Wednesday, March 14, 2012

Mindful Eating


Have you ever eaten when you weren’t actually hungry? Or sat down for a meal and before you even realized your plate was empty? Or maybe turned on the TV and before you know it the bag of chips or cookies was half empty? If you have ever experienced this, think back, did you taste the food that was going into your mouth? These are prime example of mindless eating.

The concept behind mindful eating is simply paying attention to what you are putting into your body.

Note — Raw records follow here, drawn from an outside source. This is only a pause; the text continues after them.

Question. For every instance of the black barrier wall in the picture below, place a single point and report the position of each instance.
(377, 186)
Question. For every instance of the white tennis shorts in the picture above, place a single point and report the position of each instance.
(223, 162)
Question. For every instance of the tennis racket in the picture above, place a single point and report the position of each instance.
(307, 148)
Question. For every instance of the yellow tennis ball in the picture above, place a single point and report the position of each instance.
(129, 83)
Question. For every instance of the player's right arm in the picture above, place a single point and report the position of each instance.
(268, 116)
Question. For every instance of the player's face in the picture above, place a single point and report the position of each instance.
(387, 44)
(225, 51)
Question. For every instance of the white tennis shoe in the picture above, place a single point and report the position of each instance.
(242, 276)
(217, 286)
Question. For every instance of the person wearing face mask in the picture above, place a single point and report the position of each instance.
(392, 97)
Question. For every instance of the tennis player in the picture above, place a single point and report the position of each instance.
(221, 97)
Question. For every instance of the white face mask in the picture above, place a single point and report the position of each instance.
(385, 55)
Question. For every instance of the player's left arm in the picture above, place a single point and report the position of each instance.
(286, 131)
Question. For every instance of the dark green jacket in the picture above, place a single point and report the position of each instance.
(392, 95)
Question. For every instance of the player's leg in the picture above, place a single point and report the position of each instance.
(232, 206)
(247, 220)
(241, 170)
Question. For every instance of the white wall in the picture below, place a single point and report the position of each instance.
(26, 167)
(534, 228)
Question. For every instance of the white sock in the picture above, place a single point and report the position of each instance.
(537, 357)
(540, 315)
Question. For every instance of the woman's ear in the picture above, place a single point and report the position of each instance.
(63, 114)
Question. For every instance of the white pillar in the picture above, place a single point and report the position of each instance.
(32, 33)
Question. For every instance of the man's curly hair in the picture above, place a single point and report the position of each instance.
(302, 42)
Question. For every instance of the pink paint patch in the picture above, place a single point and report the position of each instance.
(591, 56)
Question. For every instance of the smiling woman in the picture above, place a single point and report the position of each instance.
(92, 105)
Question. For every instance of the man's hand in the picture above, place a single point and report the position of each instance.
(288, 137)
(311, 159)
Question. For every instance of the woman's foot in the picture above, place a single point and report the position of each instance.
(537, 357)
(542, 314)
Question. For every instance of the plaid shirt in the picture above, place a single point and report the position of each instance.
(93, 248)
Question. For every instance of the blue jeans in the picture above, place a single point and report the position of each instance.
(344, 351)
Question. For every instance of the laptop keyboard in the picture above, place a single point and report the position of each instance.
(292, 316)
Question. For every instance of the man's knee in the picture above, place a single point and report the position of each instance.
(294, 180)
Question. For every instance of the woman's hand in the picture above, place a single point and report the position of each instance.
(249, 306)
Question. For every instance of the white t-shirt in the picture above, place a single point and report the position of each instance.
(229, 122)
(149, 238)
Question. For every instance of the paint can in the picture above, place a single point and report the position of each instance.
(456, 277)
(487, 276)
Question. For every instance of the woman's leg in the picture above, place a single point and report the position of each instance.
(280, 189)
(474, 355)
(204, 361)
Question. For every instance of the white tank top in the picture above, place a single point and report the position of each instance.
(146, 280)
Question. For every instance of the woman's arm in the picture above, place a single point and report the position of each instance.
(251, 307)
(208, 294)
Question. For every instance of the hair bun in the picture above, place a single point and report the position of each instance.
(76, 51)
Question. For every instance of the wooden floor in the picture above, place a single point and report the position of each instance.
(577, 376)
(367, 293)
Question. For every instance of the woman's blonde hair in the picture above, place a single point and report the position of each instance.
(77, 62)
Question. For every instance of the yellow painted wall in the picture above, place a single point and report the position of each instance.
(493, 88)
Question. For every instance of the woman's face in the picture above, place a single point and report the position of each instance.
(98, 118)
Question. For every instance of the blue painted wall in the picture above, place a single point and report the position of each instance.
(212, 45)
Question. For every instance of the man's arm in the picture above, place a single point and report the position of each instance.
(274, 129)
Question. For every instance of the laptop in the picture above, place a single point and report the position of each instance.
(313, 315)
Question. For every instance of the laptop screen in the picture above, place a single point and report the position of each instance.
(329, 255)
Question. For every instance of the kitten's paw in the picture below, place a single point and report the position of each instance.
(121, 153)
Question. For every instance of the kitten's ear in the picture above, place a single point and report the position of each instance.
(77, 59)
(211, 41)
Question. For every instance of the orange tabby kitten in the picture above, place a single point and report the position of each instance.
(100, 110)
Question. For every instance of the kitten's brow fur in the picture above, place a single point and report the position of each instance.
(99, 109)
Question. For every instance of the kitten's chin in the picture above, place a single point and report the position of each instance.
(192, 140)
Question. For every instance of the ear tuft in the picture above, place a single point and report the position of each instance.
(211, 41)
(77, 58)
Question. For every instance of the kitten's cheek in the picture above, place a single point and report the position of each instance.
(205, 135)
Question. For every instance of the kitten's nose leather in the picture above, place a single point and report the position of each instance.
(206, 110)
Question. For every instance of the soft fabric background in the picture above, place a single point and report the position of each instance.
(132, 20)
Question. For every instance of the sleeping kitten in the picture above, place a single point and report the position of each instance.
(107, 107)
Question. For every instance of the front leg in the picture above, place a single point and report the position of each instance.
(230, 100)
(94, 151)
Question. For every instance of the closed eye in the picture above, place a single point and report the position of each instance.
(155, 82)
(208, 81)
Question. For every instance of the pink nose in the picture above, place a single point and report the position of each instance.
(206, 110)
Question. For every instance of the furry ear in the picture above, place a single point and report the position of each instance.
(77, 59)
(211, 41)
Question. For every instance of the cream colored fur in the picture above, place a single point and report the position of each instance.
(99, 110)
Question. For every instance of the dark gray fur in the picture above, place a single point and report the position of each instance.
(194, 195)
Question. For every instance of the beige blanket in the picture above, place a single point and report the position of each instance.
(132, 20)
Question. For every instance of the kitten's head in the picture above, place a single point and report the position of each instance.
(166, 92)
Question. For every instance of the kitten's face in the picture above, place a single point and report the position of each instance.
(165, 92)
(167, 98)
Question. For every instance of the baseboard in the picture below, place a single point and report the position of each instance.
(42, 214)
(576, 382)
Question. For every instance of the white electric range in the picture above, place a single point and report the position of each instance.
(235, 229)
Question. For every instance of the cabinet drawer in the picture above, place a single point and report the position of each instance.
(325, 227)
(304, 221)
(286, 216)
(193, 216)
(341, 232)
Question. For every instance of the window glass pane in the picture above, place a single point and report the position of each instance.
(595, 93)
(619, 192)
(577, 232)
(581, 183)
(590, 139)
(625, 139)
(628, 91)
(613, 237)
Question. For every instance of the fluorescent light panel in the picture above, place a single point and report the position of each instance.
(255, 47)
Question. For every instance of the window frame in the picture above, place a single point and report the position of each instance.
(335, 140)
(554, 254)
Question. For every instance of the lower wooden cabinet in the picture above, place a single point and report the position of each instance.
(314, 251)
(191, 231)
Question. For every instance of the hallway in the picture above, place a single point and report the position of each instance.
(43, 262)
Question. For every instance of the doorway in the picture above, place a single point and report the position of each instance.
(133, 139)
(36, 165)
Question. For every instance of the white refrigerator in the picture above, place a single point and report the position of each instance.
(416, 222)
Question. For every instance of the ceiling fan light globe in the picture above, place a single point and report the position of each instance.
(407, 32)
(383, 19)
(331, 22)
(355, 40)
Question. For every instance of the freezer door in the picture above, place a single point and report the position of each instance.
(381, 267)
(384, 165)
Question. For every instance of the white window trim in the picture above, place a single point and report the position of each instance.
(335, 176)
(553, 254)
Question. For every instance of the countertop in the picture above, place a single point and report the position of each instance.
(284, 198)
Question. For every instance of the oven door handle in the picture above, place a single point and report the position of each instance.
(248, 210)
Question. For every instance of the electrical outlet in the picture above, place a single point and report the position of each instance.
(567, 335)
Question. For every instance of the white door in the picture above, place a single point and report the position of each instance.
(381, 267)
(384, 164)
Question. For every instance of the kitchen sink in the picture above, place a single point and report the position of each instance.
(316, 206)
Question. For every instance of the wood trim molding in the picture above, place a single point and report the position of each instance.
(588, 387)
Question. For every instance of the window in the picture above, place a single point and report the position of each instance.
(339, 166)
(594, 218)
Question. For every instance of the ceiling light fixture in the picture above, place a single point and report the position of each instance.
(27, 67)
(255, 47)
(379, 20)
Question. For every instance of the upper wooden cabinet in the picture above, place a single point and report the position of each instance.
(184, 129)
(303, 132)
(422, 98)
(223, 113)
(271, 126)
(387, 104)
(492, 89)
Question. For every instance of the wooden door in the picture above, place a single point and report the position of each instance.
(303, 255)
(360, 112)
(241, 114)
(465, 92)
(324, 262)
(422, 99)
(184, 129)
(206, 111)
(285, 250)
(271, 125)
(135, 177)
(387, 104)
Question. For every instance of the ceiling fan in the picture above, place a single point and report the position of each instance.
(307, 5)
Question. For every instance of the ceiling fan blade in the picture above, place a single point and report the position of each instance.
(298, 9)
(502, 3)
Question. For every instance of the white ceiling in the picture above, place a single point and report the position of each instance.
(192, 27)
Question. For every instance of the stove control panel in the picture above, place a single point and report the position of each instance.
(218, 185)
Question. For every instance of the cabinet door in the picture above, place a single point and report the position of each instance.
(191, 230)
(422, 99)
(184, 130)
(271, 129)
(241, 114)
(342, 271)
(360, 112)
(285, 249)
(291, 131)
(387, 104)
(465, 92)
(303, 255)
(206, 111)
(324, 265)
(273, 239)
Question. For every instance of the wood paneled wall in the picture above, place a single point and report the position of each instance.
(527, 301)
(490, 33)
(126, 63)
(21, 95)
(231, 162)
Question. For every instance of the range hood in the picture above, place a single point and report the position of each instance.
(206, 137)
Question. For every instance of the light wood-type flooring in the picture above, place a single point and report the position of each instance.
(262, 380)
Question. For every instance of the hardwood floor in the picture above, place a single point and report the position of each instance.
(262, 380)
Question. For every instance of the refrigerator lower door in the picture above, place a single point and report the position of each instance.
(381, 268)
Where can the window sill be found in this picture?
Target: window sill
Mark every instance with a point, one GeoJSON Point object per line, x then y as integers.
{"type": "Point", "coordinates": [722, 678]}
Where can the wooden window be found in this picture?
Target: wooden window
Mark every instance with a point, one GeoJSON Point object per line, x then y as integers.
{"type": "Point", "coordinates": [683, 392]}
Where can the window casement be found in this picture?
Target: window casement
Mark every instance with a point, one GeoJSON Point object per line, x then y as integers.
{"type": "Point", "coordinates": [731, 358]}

Mindful eating can help improve your relationship with food, improve your diet, and your overall self esteem. It will help you focus on the aromas, flavors, and textures so you can really enjoy your foods. It also helps you focus in on your satiety cues, which can help with portion control. 

Mindful eating can also help you identify certain food triggers (specific foods, emotions, or places). These triggers may encourage bad eating habits or negative feelings towards foods and being aware of them is the first step to making a change.

Mindful Eating 101:
  1. Eat healthy food that you enjoy
·        Flavorful food doesn’t have to be loaded with fat and sodium, but it should be something that you are looking forward to tasting! Satisfaction comes not only from the quantity of food, but also the quality!
  1. Be mindful of your portions
·        First of all, you don’t have to finish everything on your plate. This is especially true when eating out; portions simply are too big and set you up to overeat.
·        Ask yourself how hungry you are before you serve yourself. Take what you think a reasonable portion is and re-evaluate as you go through the meal. If you are still hungry after you have eaten (and maybe waited a few minutes), then serve yourself more. Maybe all you need is a side salad, a piece of fruit, or a glass of milk!
  1. Set aside time to eat
·        I don’t mean in a car, standing up, or in front of the TV. I mean setting aside 20-30 minutes for your meal, at a table with few distractions.
  1. Take your time
·        For many people, eating fast means eating more. Take your time with your meal and you may realize that you don’t need as large of a portion to be satisfied.
·        Have a glass of water with each meal and take sips throughout the meal.
·        Set your fork down in between bites to help slow you down.

  1. Notice how you feel after your meal
·        You should be at a comfortable fullness, not hungry, but not overly full. (This may take some practice if you are used to eating large portions or overeating on a regular basis). If you overate, that’s ok, just be aware of what you could have done differently to prevent it in the future.

  1. Be aware of snack attacks
·        Snacking can be a part of a healthy diet or it can sabotage your diet. If well planned, they can help prevent overindulging at mealtime. Choose a healthy carbohydrate and some protein for a satisfying healthy snack!
·        If you have healthy snacks around and limit the unhealthy ones, then you will be more likely to choose the healthy ones. (Think fruit, whole grains, non-fat yogurt, vegetables, hummus, cheese)

  1. Being mindful of mindless eating
·        It’s obvious that there will be times when you have to eat on the run, but just be aware. For example: You recognize that eating a sandwich in the car in mindless eating, but it’s a better option than a bag of potato chips!

I highly recommend the book “Mindless Eating: Why We Eat More Than We Think by Brian Wansink. It includes examples of food and environment experiments in regards to portion size, appetite, and hunger. I really enjoyed it and I think you will too!